Tyler, a research professor at Virginia Bioinformatics Institute at Virginia Tech, and his colleagues have successfully mapped the genome of the devastating pathogens Phytophtora sojae and Phytophtora ramorum. P. ramorum, also known as sudden oak death, is a serious fungal pathogen that has attacked and killed tens of thousands of California and Oregon oak trees. P. sojae, the sister pathogen to P. ramorum, causes serious damage to soybean crops and cost growers $1 billion worldwide last year. These genome sequences will have great value in combating these devastating diseases.

The sequencing of P. sojae will serve as a "Rosetta Stone" to help researchers better understand P. ramorum's genome makeup and uncover valuable information to help control and prevent sudden oak death disease. In addition, the sequencing of the P. ramorum genome represents the fastest tracking time between the identification of a complex pathogen (in 2000) and the completion of its genome (in 2004).

Tyler, along with representatives from the U.S. Department of Energy Joint Genome Institute (JGI), U.S. Department of Agriculture (USDA), USDA Forest Service, the National Science Foundation (NSF) ), Affymetrix, and others will present the scientific findings to the media today at the Joint Genome Institute in Walnut Creek, Calif.

Sudden oak death disease has the potential to affect forests in the Appalachian highlands in Virginia and other areas on the East Coast. The disease kills the oak tree, but usually, the carrier shrubs survive. Sudden oak death has affected California redwood seedlings and sprouts but not the trunks. However, it poses a large threat to Virginia oak trees and other Eastern Seaboard plant species that have proven highly susceptible to the pathogen in greenhouse tests. Tyler identified the Virginia highlands as a potential target for P. ramorum, as they have the cool, moist air needed for spore spread and survival.

"Sudden oak death thrives in cool and moist West Coast forests," Tyler said. "Because some Virginia forests and the Appalachian highlands have similar climates, they are in danger of being invaded by the pathogen."

According to Tyler, P. ramorum kills leaves on under-story shrubbery below the oaks, such as Virginia-native rhododendron, California bay laurel, azalea, and camellia. Then spore-infected leaves fall to the ground while the shrub remains living and vibrant. From the ground, the leaf's P. ramorum spores are either blown by wind or splashed by rain to the oak's trunk where the pathogen infects the living bark layer. The P. ramorum infection spreads around the trunk's circumference and cuts off food supplies coming to the roots from the leaves, eventually killing the roots. Thus, the tree's death begins with the roots, causing the upper tree trunk, bark, limbs and leaves to die from lack of water.

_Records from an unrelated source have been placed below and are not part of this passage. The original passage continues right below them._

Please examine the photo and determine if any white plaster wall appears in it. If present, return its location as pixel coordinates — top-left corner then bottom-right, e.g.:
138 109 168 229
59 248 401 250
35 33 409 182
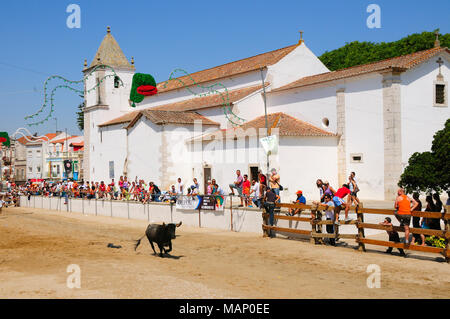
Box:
26 144 46 179
401 54 450 168
267 43 329 88
344 75 384 200
91 124 127 183
263 85 337 133
199 136 266 194
278 137 338 202
125 116 162 185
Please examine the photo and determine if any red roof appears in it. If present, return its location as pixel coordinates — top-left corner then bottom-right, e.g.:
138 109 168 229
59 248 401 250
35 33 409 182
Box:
17 133 57 145
271 47 450 92
157 44 298 93
99 82 269 127
52 135 79 144
195 112 337 140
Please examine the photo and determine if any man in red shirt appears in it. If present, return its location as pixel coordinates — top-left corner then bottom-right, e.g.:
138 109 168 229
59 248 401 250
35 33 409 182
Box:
333 184 351 225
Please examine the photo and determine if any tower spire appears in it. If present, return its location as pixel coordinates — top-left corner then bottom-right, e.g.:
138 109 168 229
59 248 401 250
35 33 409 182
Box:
298 30 305 45
434 29 441 48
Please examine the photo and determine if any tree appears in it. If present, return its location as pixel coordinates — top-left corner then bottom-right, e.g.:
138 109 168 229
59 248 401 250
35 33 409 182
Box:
319 30 450 71
398 119 450 193
431 119 450 191
77 102 84 131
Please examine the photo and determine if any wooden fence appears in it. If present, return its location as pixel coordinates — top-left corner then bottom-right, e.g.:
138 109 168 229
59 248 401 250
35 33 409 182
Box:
262 203 450 263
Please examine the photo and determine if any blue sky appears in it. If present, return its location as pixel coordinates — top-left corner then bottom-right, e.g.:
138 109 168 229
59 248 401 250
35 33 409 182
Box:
0 0 450 138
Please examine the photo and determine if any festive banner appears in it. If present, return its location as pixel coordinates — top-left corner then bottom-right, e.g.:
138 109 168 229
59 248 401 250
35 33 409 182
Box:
175 195 202 210
0 132 11 147
176 195 225 211
259 135 278 154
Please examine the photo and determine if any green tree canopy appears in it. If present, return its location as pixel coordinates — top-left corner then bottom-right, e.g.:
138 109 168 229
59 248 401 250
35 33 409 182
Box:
77 102 84 131
319 31 450 71
398 119 450 193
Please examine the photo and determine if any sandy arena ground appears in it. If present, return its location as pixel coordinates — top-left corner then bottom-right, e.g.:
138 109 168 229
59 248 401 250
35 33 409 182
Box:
0 208 450 298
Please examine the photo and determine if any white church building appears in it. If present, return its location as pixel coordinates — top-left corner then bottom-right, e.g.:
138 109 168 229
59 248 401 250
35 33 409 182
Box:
83 28 450 201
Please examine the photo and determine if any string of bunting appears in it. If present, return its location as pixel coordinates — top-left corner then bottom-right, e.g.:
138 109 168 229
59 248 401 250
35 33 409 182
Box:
25 64 123 126
163 69 245 126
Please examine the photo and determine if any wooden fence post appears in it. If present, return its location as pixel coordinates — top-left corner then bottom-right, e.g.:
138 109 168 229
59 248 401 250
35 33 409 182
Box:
356 203 366 251
230 196 233 231
442 205 450 263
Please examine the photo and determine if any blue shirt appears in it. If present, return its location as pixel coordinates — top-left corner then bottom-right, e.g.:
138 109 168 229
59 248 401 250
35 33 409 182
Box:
296 195 306 204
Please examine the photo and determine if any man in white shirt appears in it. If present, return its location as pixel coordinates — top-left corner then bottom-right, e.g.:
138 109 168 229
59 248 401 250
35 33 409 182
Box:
175 177 184 195
250 180 261 207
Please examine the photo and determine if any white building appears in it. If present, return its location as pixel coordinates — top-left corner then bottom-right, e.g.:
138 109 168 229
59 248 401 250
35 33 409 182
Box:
84 28 450 199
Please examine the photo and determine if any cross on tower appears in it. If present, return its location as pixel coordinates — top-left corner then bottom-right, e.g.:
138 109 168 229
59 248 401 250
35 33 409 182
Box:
298 31 303 44
434 29 441 48
436 57 444 75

The genome sequence of P. ramorum will help researchers develop better detection methods for sudden oak death, more accurately track the spreading of the disease, detect the routes of the spread, and determine if it can spread from nursery plants into the forest.

The USDA has identified ornamental shrubs imported from California infected with the disease in Virginia-based nurseries, as well as nurseries in 11 other states. As a result, a nationwide quarantine has been placed on all imported shrubs from California.

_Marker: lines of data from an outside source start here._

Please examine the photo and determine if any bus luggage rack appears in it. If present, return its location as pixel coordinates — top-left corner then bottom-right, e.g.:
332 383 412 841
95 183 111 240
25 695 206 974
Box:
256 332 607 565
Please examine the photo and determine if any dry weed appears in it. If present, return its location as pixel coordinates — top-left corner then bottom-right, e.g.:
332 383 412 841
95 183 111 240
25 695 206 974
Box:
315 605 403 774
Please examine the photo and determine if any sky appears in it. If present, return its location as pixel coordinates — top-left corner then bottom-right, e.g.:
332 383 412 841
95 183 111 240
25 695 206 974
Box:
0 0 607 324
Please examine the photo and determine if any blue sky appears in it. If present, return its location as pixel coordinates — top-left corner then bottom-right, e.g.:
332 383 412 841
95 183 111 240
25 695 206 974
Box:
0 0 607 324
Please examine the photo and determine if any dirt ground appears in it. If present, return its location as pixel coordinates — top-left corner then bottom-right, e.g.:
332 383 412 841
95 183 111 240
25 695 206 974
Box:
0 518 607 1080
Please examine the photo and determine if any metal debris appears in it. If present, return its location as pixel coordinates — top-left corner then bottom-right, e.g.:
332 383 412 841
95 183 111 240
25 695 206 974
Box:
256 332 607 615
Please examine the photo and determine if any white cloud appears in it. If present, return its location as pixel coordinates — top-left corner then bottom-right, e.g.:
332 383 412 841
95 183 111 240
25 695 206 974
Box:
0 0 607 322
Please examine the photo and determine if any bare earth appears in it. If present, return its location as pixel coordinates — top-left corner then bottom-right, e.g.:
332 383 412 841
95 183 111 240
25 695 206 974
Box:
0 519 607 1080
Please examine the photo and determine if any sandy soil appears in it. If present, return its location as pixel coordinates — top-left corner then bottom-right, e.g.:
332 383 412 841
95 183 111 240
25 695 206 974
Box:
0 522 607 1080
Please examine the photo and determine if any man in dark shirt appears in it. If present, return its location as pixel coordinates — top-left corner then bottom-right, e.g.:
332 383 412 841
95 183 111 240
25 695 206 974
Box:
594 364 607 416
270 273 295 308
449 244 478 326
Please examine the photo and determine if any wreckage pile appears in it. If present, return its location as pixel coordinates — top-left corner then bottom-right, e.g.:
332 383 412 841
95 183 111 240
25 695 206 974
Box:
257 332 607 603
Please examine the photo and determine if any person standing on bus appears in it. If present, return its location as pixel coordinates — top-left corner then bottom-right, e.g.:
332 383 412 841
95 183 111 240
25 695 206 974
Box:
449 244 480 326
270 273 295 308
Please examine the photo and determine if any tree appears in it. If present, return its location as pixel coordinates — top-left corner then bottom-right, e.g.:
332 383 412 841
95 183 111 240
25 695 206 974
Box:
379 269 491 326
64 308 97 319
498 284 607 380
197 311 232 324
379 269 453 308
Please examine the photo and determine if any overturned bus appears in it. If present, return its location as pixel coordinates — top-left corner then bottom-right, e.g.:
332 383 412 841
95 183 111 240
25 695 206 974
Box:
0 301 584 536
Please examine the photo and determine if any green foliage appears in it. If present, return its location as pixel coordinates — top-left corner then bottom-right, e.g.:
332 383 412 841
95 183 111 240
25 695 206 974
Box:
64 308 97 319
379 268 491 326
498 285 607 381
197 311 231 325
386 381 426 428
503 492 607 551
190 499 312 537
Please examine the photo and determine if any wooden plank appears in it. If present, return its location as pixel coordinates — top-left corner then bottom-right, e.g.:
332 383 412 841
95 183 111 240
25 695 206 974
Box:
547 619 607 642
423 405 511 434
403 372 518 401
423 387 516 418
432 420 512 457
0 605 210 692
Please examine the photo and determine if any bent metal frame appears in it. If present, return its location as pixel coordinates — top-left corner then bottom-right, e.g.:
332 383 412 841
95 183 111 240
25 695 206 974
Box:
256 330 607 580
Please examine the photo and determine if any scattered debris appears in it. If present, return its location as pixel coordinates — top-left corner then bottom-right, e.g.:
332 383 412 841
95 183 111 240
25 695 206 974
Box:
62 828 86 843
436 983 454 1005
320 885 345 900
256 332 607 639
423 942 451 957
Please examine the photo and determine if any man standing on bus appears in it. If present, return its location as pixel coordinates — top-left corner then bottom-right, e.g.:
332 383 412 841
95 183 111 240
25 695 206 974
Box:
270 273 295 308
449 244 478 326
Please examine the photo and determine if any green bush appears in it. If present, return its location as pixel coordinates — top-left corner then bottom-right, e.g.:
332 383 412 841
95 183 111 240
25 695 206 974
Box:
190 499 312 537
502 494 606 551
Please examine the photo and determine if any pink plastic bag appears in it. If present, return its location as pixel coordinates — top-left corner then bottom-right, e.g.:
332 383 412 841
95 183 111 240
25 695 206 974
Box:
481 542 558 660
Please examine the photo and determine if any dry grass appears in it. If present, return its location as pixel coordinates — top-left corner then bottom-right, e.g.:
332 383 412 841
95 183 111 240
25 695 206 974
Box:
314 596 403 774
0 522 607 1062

In 2002, VBI in collaboration with the DOE Joint Genome Institute began the $3.8 million project, which was funded by USDA, NSF, and DOE, to sequence all genes in P. sojae and P. ramorum.

Established in 2000 as a Commonwealth of Virginia shared resource, the Virginia Bioinformatics Institute (VBI) at Virginia Tech has a research platform centered on understanding the "disease triangle" of host-pathogen-environment interactions. With almost $30 million in research funding, VBI researchers are working to cure many human, crop, and animal diseases; create high-yield, insect- and disease-resistant crops; and provide bioinformatics information and tools to support further discoveries.

Founded in 1872 as a land-grant college, Virginia Tech has grown to become the largest university in the Commonwealth of Virginia. Today, Virginia Tech's eight colleges are dedicated to putting knowledge to work through teaching, research, and outreach activities and to fulfilling its vision to be among the top 30 research universities in the nation. At its 2,600-acre main campus located in Blacksburg and other campus centers in Northern Virginia, Southwest Virginia, Hampton Roads, Richmond, and Roanoke, Virginia Tech enrolls more than 28,000 full- and part-time undergraduate and graduate students from all 50 states and more than 100 countries in 180 academic degree programs.